As he had done in his memoirs, Baker spilled the beans on senator after senator. Beloved Republican leader Sen. Everett Dirksen of Illinois "never saw a $100 bill he didn't like."
Sen. Jennings Randolph, D-W.Va., accepted $200,000 from Sen. Robert Kerr, D-Okla., to vote against Kennedy's Medicare bill in 1962, according to Baker. Randolph had sponsored the bill, which failed.
Kerr died the next year and Jennings voted for the bill when it finally passed in 1965.
After the funeral of Sen. Styles Bridges, R-N.H., his widow asked Baker what to do with $2 million in cash that Styles left her.
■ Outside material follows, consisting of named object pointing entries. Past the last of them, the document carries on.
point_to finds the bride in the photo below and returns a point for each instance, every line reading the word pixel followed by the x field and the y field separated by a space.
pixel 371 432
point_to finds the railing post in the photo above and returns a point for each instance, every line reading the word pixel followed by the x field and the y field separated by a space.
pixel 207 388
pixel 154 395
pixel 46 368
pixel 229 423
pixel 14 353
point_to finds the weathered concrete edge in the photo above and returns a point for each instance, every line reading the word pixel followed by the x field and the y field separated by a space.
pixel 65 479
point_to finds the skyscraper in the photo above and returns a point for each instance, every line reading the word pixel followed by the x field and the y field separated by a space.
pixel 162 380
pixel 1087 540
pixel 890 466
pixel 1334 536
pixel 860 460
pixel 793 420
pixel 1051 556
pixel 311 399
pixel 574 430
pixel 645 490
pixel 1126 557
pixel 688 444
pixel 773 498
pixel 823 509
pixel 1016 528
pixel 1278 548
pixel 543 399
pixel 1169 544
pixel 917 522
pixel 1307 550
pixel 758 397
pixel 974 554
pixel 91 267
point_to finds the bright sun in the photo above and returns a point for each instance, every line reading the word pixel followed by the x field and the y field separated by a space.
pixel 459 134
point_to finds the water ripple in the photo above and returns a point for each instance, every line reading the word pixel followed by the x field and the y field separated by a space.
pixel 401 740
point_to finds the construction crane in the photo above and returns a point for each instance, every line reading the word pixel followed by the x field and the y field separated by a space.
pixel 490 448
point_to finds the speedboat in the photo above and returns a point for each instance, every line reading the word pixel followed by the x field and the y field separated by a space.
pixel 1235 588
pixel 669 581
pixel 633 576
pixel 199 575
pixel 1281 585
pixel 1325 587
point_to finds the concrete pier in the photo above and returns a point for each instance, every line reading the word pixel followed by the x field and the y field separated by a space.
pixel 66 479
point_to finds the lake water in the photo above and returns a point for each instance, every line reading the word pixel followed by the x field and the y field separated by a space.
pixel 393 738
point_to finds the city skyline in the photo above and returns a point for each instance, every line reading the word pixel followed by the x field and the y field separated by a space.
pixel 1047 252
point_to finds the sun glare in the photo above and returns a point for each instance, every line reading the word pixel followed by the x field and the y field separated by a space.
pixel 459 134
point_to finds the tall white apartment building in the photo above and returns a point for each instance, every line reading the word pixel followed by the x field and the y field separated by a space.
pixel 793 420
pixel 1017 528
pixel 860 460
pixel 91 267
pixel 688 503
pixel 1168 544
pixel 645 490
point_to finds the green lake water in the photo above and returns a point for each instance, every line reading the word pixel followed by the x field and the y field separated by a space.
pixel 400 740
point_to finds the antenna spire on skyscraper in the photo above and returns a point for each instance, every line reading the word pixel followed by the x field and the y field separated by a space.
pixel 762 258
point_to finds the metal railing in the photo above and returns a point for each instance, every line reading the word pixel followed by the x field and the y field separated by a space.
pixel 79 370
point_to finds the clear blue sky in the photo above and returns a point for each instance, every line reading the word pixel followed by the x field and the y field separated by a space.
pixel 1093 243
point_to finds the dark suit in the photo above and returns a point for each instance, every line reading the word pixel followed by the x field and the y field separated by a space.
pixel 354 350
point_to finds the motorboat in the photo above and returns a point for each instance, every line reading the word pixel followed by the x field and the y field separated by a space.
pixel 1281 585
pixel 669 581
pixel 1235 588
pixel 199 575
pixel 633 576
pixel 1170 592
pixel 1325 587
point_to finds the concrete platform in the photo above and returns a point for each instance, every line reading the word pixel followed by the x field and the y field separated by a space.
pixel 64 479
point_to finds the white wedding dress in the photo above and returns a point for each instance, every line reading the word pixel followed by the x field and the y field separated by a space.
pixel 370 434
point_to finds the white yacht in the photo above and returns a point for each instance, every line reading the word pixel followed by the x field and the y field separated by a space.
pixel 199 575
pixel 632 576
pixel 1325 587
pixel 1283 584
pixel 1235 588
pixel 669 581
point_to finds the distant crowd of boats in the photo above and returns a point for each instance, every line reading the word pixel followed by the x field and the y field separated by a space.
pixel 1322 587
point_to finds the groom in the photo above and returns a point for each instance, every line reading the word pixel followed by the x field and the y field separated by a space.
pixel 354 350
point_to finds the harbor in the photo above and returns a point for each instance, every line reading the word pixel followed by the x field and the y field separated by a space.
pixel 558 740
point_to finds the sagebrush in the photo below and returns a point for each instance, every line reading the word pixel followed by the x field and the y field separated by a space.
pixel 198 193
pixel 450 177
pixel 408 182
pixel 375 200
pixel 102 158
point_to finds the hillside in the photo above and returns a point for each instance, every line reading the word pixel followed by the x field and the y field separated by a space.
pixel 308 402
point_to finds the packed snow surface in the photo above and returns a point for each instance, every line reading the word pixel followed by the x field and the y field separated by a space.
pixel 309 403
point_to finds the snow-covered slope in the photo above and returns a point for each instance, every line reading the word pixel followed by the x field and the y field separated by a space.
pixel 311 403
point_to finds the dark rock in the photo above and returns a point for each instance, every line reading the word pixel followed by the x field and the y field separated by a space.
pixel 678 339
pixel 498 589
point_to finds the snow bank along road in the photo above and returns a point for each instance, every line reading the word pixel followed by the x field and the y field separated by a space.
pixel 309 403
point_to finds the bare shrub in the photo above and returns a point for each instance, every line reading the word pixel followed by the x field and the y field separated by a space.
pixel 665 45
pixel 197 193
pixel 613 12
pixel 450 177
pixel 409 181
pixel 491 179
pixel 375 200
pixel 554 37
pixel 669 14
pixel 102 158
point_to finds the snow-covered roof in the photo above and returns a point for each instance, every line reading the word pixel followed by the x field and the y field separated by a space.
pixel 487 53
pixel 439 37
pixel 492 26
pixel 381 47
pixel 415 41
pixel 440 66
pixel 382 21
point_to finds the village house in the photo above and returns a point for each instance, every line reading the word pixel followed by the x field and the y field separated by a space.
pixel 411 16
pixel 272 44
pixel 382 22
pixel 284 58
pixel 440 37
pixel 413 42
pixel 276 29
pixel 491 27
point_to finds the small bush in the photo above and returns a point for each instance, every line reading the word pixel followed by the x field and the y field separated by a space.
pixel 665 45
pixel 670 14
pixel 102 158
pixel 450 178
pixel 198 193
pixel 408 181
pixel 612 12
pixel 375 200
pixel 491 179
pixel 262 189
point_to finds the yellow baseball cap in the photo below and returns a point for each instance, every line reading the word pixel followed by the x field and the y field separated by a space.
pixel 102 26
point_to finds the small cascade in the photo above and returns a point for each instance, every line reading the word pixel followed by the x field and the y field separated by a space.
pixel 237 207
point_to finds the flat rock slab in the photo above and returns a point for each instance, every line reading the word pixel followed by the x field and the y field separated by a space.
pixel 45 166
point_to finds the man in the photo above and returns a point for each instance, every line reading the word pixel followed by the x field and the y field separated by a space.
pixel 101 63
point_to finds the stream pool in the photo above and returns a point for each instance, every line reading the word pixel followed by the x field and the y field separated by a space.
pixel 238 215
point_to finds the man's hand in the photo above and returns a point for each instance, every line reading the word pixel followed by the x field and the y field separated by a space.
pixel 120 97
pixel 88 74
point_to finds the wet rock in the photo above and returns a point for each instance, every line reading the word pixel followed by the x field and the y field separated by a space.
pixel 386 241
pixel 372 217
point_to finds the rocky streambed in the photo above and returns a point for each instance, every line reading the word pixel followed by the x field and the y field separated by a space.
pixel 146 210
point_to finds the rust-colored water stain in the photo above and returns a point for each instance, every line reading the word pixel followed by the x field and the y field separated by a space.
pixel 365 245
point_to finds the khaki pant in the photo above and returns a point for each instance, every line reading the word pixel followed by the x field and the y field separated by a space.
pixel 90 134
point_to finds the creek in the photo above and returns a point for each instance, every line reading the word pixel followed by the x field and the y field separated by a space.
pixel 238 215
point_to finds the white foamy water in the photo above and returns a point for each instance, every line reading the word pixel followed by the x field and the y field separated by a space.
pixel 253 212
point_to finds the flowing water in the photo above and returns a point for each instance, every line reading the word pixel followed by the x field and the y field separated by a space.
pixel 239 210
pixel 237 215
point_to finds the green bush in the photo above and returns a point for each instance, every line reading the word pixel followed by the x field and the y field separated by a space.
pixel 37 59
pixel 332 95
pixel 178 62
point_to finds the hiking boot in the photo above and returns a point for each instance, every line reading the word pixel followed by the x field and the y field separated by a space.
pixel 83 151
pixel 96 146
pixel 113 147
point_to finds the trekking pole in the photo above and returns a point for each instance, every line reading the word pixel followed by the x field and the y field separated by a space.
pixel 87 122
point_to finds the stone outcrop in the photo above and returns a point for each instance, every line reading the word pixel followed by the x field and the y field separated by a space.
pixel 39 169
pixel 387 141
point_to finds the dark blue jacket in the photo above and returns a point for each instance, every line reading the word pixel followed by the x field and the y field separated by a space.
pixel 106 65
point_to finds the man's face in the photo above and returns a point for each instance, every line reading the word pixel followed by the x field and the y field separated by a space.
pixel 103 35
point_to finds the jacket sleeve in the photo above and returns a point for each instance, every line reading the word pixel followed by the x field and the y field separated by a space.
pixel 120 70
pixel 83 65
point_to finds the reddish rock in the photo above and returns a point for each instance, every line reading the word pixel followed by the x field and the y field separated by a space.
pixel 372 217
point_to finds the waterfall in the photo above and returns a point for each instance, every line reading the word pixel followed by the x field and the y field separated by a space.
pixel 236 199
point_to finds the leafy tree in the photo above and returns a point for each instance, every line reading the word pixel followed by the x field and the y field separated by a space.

Baker's mentor and benefactor, Lyndon Johnson, did not die poor.
Baker also described how senators drank and chased women throughout his tenure.
The press failed to report these doings. But had the public known, surely many of these gentlemen would have been tossed on their ear.
As Sen. Jay Rockefeller, D-W.Va., winds down his 50 years of public office and service, people are honoring his five-decade career.
No award can compare to the Grand Cordon of the Order of the Rising Sun, which the Japanese government gave him.
Rockefeller lived and studied in Japan from 1957 to 1960. Decades later, his relationship with Japan paid off as he helped land the Wheeling-Nisshin steel deal in 1986.
NGK Spark Plugs built a plant in Sissonville in 1994. Toyota opened its engine plant in Buffalo in 1996.